As partial foot amputation-induced gait alterations are prominent in proximal amputation due, at least in part, to loss of moment arm3, surgical techniques have been proposed to save the foot and prolong the bipedal ambulatory function. However, the currently available data regarding partial toe amputation patients are limited. For example, patients who have undergone first ray amputation display slower gait velocity, reduced step length, greater step variability, and decreased hip extension4. To date, no study has investigated the influence of non-first ray toe amputation on gait alterations in patients with diabetic neuropathy.

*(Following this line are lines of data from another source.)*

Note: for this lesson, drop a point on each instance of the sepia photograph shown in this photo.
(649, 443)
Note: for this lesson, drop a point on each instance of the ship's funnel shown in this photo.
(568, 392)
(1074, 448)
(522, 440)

Herein, we report the case of a patient who had undergone non-first ray but multiple toe amputation, in who integrated gait analysis was performed to assess spatiotemporal parameters, kinetics, and kinematics. We demonstrated that multiple toe amputation caused a lack of push-off with decreased hip extension in the ipsilateral limb accompanied by elevated contralateral GRF. This single case study provides insight into toe amputation-related biomechanical alterations and serves as a framework for future studies to establish an effective rehabilitative strategy and prevent musculoskeletal comorbidities following amputation. The patient was informed that data concerning the case would be submitted for publication, and he consented to it.